Once the model is fit, a prediction from given features \(\mathbf{x}^* \in \mathbb{R}^p\), can be made using the equation below, again with the ranking and regression contributions highlighted in blue and red respectively.

\[ \hat{g}(\mathbf{x}^*) = \sum^n_{i=1} \textcolor{CornflowerBlue}{\alpha_i(K(\mathbf{x}_i, \mathbf{x}^*) - K(\mathbf{x}_{j(i)}, \mathbf{x}^*))} + \textcolor{Rhodamine}{\alpha^*_i K(\mathbf{x}_i, \mathbf{x}^*) - \Delta_i\alpha_i'K(\mathbf{x}_i, \mathbf{x}^*)} + b \]

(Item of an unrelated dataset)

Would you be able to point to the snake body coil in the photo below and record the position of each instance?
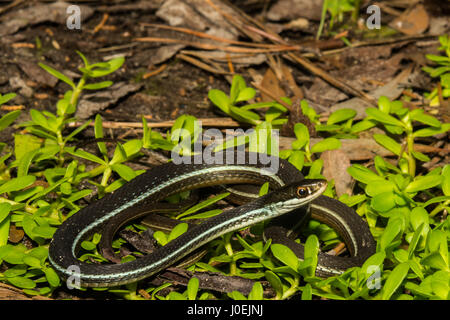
(290, 192)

where \(\alpha_i, \alpha_i^*, \alpha_i'\) are Lagrange multipliers and \(K\) is a chosen kernel function, which may have further hyper-parameters to select or tune.

16.3 Conclusion

Key takeaways

Support vector machines (SVMs) are a highly flexible machine learning method that can use the ‘kernel trick’ to represent infinite dimensional spaces in finite domains;
Survival SVMs (SSVMs) extend regression SVMs by either making survival time predictions, ranking predictions, or a combination of the two;
The hybrid SSVM provides an efficient method that encapsulates all the elements of regression and ranking SSVMs and is therefore a good model to include in benchmark experiments to test the potential of SSVMs.

Limitations

SSVMs can only perform well with extensive tuning of hyper-parameters over a wide domain. To-date, no papers have experimented with the tuning range for the \(\gamma\) and \(\mu\) parameters, we note (Fouodo et al. 2018) tune over \((2^{-5}, 2^5)\).
Even using the regression or hybrid model, the authors’ experiments with the SSVM have consistently shown ‘survival time’ estimates tend to be unrealistically large.
Due to the above limitation, regression estimates cannot be meaningful interpreted and as a consequence there is no sensible composition to create a distribution prediction from an SSVM. Hence, we are hesitant to suggest usage of SSVMs outside of ranking-based problems.